The first category consisted of 324 patients with "young adult" cancers, malignancies typically seen in young or pediatric patients, including sarcoma, brain, testicular, and thyroid. The second category included 877 patients with "early-onset" cancers found more often in adult patients, including breast, prostate, colon, lung, pancreas, kidney, and ovaries.

 

Their analysis showed a significant difference in the inherited germline mutations prevalence between the two groups.

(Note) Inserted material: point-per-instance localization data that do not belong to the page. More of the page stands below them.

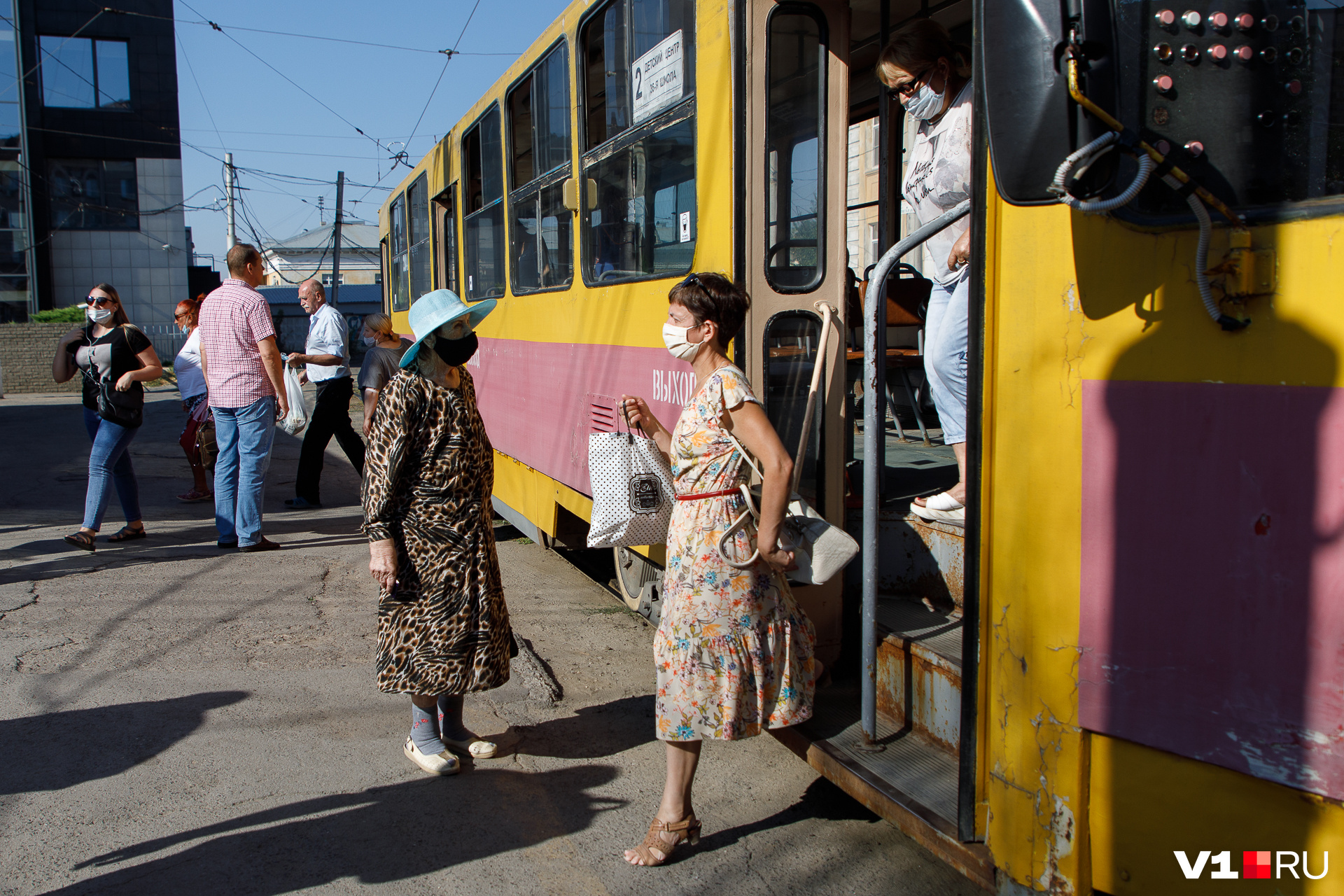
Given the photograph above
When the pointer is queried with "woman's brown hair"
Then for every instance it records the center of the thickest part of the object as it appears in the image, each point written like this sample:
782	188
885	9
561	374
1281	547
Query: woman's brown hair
713	298
917	48
118	316
188	308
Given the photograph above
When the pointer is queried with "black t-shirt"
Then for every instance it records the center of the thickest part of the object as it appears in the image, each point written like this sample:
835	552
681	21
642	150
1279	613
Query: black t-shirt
108	356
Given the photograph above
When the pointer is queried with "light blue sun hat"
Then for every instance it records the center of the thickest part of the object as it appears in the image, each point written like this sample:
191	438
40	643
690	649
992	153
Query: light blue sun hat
438	308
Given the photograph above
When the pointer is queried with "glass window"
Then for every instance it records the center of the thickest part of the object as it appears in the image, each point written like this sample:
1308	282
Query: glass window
417	237
539	118
93	195
398	257
644	222
542	241
790	352
794	152
83	73
638	59
484	222
448	242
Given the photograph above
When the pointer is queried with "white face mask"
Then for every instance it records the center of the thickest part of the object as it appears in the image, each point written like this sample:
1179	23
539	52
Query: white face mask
925	104
675	339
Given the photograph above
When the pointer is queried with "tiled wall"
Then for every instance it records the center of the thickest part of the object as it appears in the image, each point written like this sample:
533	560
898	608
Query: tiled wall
151	280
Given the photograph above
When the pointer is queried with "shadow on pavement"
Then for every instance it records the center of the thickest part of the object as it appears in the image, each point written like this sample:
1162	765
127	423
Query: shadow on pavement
605	729
112	739
381	834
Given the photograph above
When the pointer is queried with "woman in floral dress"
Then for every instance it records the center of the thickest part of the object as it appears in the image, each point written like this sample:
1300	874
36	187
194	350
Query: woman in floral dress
733	650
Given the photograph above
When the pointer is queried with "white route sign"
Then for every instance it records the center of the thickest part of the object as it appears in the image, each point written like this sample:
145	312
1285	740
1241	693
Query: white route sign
656	78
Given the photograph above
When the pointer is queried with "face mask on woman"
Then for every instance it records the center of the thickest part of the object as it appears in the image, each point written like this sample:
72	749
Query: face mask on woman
925	104
454	351
675	339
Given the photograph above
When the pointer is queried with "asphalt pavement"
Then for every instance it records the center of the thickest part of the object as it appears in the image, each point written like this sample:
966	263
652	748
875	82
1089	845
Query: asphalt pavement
179	719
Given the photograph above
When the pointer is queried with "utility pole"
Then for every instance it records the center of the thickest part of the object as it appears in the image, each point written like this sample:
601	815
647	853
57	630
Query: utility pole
230	237
340	191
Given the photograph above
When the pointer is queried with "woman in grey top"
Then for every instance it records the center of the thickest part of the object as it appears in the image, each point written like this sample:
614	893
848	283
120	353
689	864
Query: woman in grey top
381	362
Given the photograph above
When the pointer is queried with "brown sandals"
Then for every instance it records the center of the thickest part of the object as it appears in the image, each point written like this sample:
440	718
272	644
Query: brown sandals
686	830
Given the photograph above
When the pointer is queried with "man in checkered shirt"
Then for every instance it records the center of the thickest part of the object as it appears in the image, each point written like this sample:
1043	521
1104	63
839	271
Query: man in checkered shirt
245	382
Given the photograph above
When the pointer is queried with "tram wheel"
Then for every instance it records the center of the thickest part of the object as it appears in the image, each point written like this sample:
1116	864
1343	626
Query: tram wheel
632	574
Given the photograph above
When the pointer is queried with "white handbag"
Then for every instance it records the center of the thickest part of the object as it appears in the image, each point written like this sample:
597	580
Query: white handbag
819	548
632	491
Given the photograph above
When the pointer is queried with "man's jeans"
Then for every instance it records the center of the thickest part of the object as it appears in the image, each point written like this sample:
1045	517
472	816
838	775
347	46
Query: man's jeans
244	435
109	461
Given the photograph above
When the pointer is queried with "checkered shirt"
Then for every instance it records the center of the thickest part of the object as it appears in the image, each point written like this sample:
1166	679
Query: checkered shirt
233	320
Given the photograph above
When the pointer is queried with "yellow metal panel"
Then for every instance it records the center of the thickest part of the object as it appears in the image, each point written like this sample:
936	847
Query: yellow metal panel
1147	804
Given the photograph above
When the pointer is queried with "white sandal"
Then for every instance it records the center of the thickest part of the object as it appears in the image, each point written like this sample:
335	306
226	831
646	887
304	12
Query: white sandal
444	763
475	747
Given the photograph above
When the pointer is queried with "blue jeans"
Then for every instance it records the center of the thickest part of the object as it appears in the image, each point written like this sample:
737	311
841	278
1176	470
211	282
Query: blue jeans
244	435
109	460
946	331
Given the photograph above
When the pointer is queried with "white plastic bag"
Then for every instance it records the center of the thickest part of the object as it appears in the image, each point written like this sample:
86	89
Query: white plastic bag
298	416
632	491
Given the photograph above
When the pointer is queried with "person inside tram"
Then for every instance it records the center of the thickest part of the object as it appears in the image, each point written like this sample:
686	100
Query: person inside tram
930	76
733	652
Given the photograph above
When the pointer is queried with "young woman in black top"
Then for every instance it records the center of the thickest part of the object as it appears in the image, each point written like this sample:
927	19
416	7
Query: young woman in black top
115	358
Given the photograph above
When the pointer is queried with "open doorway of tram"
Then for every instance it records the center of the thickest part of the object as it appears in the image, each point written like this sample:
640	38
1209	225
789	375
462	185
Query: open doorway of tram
920	773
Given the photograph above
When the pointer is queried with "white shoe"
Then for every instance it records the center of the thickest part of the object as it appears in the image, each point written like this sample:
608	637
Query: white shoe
444	763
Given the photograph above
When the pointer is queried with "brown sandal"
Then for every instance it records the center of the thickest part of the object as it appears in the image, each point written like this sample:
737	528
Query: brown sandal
686	830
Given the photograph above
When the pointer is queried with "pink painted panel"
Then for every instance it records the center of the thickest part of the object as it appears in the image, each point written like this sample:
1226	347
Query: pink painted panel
1212	574
539	400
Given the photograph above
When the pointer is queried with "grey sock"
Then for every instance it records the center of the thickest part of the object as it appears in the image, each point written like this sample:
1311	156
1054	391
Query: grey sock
425	734
451	718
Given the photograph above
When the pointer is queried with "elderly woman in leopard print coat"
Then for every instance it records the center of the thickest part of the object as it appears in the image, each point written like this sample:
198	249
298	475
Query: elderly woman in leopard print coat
442	625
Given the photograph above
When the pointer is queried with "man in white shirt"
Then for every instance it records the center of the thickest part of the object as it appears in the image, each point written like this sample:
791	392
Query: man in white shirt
327	359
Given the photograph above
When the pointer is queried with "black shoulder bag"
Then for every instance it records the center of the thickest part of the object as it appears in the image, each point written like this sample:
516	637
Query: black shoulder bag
124	409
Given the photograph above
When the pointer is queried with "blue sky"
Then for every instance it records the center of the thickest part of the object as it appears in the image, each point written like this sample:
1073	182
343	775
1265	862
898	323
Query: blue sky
237	104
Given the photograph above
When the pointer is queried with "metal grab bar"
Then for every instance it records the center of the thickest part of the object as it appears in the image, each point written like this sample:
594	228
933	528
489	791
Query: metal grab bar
874	450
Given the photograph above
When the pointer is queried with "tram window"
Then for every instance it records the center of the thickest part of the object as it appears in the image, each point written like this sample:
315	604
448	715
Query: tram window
484	200
790	352
796	150
417	237
644	223
542	241
539	118
397	250
657	34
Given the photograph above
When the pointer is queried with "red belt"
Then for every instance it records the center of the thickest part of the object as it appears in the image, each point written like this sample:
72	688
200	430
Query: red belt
695	496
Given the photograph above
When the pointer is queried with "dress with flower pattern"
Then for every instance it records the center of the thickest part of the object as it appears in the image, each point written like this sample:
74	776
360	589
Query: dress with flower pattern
733	649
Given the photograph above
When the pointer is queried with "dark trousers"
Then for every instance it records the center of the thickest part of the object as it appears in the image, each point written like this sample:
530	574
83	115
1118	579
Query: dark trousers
331	416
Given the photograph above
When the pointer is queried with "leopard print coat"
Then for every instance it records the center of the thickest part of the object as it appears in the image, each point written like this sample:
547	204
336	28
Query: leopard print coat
428	482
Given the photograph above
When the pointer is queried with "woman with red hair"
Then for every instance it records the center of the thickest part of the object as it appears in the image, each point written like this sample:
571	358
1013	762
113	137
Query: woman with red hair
191	386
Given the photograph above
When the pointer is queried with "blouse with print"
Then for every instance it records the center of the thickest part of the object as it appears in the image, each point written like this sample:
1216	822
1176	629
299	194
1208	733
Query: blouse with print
108	356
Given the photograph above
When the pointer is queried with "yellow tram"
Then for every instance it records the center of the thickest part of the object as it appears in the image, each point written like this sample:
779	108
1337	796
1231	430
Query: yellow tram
1124	673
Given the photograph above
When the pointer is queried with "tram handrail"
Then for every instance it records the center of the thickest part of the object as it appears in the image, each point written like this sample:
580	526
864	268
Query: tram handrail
874	450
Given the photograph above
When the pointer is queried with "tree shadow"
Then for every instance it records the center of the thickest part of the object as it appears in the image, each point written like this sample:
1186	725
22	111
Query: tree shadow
377	836
113	739
605	729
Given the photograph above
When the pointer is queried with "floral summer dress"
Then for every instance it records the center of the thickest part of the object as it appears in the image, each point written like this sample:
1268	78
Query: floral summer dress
733	650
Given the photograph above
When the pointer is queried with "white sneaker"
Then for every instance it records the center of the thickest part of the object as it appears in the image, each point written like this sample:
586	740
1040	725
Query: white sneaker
444	763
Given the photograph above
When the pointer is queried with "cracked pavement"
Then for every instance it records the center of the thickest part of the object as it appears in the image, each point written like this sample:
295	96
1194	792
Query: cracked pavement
179	719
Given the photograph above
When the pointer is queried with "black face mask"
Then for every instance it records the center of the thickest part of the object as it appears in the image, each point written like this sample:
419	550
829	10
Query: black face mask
456	351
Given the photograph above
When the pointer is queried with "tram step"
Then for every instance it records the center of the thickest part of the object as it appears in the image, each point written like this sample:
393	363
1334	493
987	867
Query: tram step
920	671
914	556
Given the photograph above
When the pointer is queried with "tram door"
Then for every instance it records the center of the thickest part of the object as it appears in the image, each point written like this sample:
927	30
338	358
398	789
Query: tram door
794	159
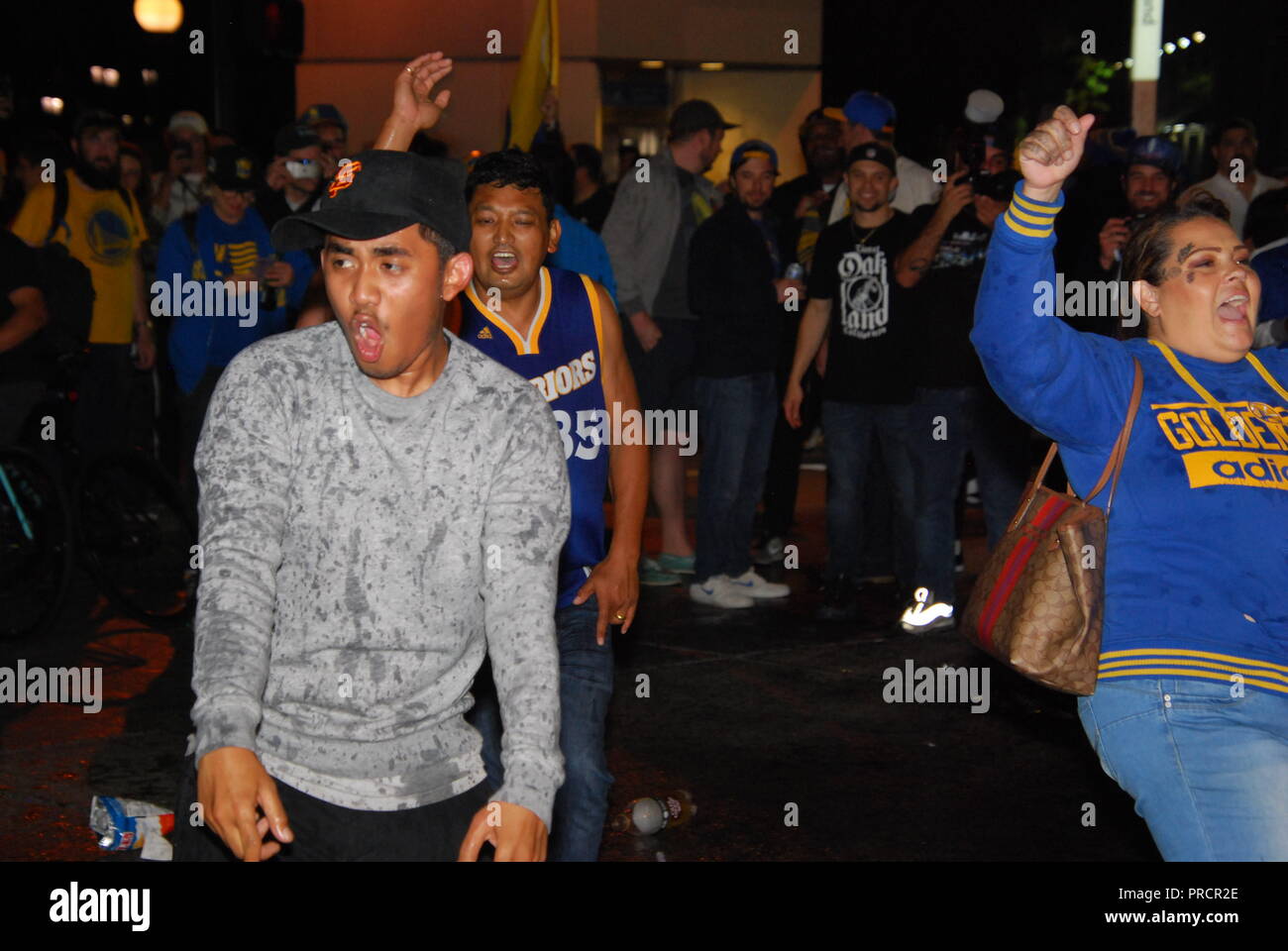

Among the early-onset patients, some 21 percent harbored germline mutations associated with cancer, while just 13 percent were found in young adult patients.

 

"I think what our study demonstrates is that young adult cancer patients really represent a heterogeneous group," Stadler said. "The distinct set of germline variants appear to suggest that patients with early-onset cancers harbor mutations similar to those also found in older individuals with cancer, but at a higher prevalence."

 

Among the early-onset patients, the most frequent mutations were BRCA1 and BRCA2, accounting for 4.9 percent of the mutations, as well as ATM, CHEK2, and genes linked to Lynch syndrome, including MLH1, MSF2, MSH6, PMS2, and EPCAM. For those with young adult cancers, the most common mutations were TP53, consistent with Li-Fraumeni syndrome, often associated with childhood cancers; and SDHA and SDHB, found in sarcoma patients.

 

"Here, the surprising finding is that the germline prevalence of these mutations is significantly higher than we had previously thought," said Elaine Mardis, PhD, Co-Executive Director of the Steve and Cindy Rasmussen Institute for Genomic Medicine at Nationwide Children's Hospital, who co-chaired the press briefing.

 

Mardis added the study also carried treatment implications that might range from access to immune checkpoint blockade therapy to accelerated imaging in some cases and even liquid biopsies at specific intervals to understand whether a recurrent cancer is in play.

 

"I think this (germline testing) is a very changing area, but certainly one that does predict accelerated screening as well as differences in treatment based on specific diagnoses," she said.

 

When asked during the press briefing, Stadler said the increased prevalence of CHEK2 mutations in early-onset patients did not point to earlier screening for breast cancer than is now recommended for the general population in women with known CHEK2 mutations.

 

"As we know, the general guidelines are that women with CHEK2 mutations should undergo enhanced cancer surveillance starting by age 40, but earlier if there is a family history of breast cancer," Stadler said. "Our next step is to actually evaluate the family cancer history of each of these patients to see if we can decipher further what their risks are."

 

In a press release, Stadler added the researchers also are now analyzing sequencing data from tumor-derived DNA in these patients, in addition to studying the germline mutations from blood-derived DNA. This can help determine if a specific tumor a patient was diagnosed with is driven by the identified mutation, she said.

 

Limitations to the study include that it was a single-institution study from a tertiary cancer center, therefore over-representing or under-representing some cancer types, when compared to young adults in the general population. Also, the analysis was limited to solid tumors and did not include hematologic malignancies.

 

Warren Froelich is a contributing writer.